O Conselho Consultivo Nacional dos Adolescentes e Jovens da ABMP é composto por 13 adolescentes e jovens, Coordenadores de Conselhos Consultivos Estaduais formados (ou em formação) nos estados do Rio Grande do Norte, Paraíba, Bahia, Ceará, Espírito Santo, Rio de Janeiro, São Paulo, Santa Catarina, Paraná, Rio Grande do Sul, Distrito Federal, Minas Gerais e Acre. Em cada um destes Conselhos Estaduais, a composição é definida entre 10 e 14 representantes, provindos de organizações e grupos de jovens de diversas áreas de atuação relativas aos direitos da criança e do adolescente, tais como o direito à cultura, ao esporte, à formação sociopolítica, aos direitos humanos, aos direitos sexuais e reprodutivos, à pesquisa voltada para a criança e o adolescente, a academia e aos programas sociais da Assistência Social. Por último, mas não menos importante cabe assinalar informações sobre a ABMP. A Associação tem como missão promover o aprimoramento do Sistema de Justiça para a garantia de direitos de crianças e adolescentes.
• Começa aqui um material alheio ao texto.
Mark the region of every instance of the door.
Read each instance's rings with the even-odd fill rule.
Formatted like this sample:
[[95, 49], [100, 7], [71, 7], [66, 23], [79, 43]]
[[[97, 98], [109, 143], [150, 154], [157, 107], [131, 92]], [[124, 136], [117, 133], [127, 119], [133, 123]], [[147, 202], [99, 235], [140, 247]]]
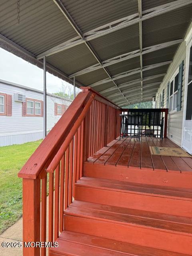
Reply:
[[[187, 66], [186, 88], [186, 101], [184, 104], [182, 147], [192, 154], [192, 41], [188, 46], [187, 56], [188, 56]], [[187, 55], [188, 54], [188, 55]]]

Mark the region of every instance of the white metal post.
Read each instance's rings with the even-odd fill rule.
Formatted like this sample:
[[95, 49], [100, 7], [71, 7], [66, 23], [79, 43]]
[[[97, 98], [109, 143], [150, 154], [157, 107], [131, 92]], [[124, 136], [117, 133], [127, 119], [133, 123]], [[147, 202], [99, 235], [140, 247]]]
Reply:
[[47, 130], [47, 88], [46, 86], [46, 57], [43, 57], [43, 137], [46, 136]]
[[73, 96], [74, 98], [75, 98], [75, 76], [73, 77]]

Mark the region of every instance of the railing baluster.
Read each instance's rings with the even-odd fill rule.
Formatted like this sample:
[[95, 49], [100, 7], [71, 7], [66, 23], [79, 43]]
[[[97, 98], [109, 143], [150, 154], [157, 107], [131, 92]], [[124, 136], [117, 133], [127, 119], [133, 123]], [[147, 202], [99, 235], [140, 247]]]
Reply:
[[75, 197], [75, 183], [76, 182], [77, 173], [77, 147], [78, 138], [77, 132], [76, 133], [74, 137], [74, 161], [73, 164], [73, 176], [72, 185], [72, 196]]
[[69, 146], [66, 152], [65, 159], [65, 208], [68, 207], [68, 186], [69, 186]]
[[[41, 186], [41, 241], [46, 242], [46, 216], [47, 216], [47, 174], [42, 179]], [[46, 256], [46, 248], [41, 248], [41, 256]]]
[[72, 202], [72, 188], [73, 187], [73, 147], [74, 141], [73, 139], [70, 143], [70, 154], [69, 158], [69, 205]]
[[60, 162], [55, 170], [55, 212], [54, 223], [54, 240], [58, 238], [59, 235], [59, 180], [60, 176]]
[[80, 148], [80, 169], [79, 169], [79, 178], [80, 178], [82, 177], [82, 174], [83, 172], [83, 142], [84, 141], [84, 121], [83, 121], [81, 125], [81, 145]]
[[61, 160], [61, 181], [60, 184], [60, 207], [59, 231], [63, 230], [63, 214], [64, 210], [64, 184], [65, 179], [65, 153]]
[[80, 149], [81, 147], [81, 126], [78, 128], [77, 131], [77, 168], [76, 173], [76, 180], [79, 180], [79, 172], [80, 170]]
[[49, 241], [53, 242], [54, 173], [49, 174]]

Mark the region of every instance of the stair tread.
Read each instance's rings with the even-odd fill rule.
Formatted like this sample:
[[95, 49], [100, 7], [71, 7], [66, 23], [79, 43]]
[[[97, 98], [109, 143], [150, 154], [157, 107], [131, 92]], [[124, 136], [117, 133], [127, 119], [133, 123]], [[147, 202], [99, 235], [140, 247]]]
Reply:
[[187, 254], [65, 230], [62, 232], [56, 242], [58, 243], [58, 246], [50, 248], [51, 256], [188, 256]]
[[177, 188], [165, 186], [134, 183], [88, 177], [82, 177], [77, 182], [75, 185], [76, 186], [94, 187], [107, 190], [120, 190], [124, 192], [141, 193], [146, 195], [150, 194], [150, 196], [192, 201], [192, 190]]
[[74, 200], [65, 214], [121, 224], [192, 234], [191, 218]]

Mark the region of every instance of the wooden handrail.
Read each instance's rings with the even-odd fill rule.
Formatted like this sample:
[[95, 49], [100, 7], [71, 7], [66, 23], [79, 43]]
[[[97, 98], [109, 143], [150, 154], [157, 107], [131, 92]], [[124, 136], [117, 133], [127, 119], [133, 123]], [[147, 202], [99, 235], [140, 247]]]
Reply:
[[92, 94], [90, 96], [90, 98], [89, 99], [89, 100], [85, 106], [84, 109], [82, 111], [82, 112], [81, 113], [80, 115], [74, 124], [74, 126], [69, 132], [65, 141], [61, 146], [61, 147], [47, 168], [47, 169], [46, 170], [47, 172], [54, 172], [54, 170], [55, 170], [57, 165], [58, 164], [58, 162], [61, 160], [62, 156], [63, 155], [64, 152], [65, 152], [67, 149], [70, 142], [71, 141], [73, 136], [77, 132], [78, 128], [80, 126], [86, 114], [89, 110], [90, 106], [92, 104], [95, 96], [95, 94], [94, 93]]
[[[82, 176], [83, 161], [119, 133], [121, 108], [92, 88], [82, 89], [18, 174], [23, 178], [24, 242], [47, 241], [48, 214], [48, 240], [55, 241], [64, 229], [63, 210], [72, 202], [75, 183]], [[23, 247], [24, 256], [40, 253], [46, 256], [46, 248]]]
[[90, 91], [80, 92], [64, 114], [51, 130], [18, 174], [20, 178], [36, 179], [47, 168], [90, 97]]

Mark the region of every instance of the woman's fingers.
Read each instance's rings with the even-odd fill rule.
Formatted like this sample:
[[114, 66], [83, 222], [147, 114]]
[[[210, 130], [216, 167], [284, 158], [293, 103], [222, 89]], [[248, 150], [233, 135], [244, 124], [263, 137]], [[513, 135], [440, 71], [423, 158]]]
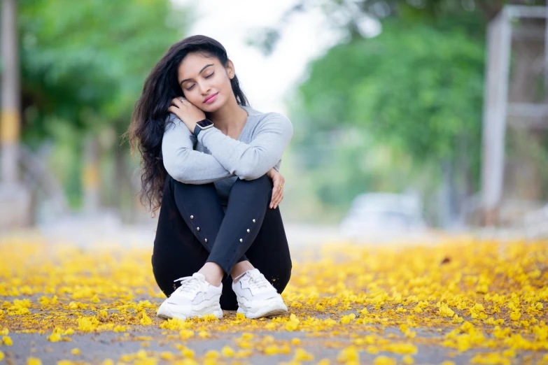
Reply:
[[[276, 209], [278, 205], [283, 199], [283, 184], [286, 182], [286, 179], [281, 175], [279, 175], [279, 178], [276, 178], [274, 182], [274, 190], [272, 192], [272, 199], [271, 199], [270, 208]], [[281, 185], [282, 189], [280, 189]]]
[[274, 208], [274, 204], [278, 201], [278, 195], [279, 194], [280, 179], [278, 177], [274, 179], [274, 187], [272, 188], [272, 198], [270, 199], [270, 208]]

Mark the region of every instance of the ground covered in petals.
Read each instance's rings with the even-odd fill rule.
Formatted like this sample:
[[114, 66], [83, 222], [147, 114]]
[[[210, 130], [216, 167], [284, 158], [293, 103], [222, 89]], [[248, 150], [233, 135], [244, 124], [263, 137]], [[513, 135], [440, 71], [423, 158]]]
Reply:
[[185, 322], [151, 250], [0, 240], [0, 365], [548, 364], [548, 241], [307, 247], [287, 315]]

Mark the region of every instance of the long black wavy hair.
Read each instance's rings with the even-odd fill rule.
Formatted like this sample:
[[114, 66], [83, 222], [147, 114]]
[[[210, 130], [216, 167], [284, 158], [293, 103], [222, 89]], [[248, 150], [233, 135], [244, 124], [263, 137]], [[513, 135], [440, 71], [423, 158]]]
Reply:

Pretende constituir-se como referência na reflexão, articulação e desenvolvimento do Sistema de Garantia dos Direitos da Criança e do Adolescente. Nas gestões de 2008-2010 e 2010-2012 elencou como prioridade a promoção da participação de crianças e adolescentes na garantia de seus direitos e nas ações institucionais da Associação. A composição da ABMP é constituída por sua Diretoria Executiva, Coordenação Nacional Extraordinária da Defensoria Pública, Coordenadorias Regionais e Coordenadorias Estaduais, Conselho Fiscal, Conselho Técnico-Científico, Gerência Administrativa e Conselho Consultivo dos Adolescentes e Jovens. Esta composição objetiva garantir a capilaridade e abrangência de suas ações.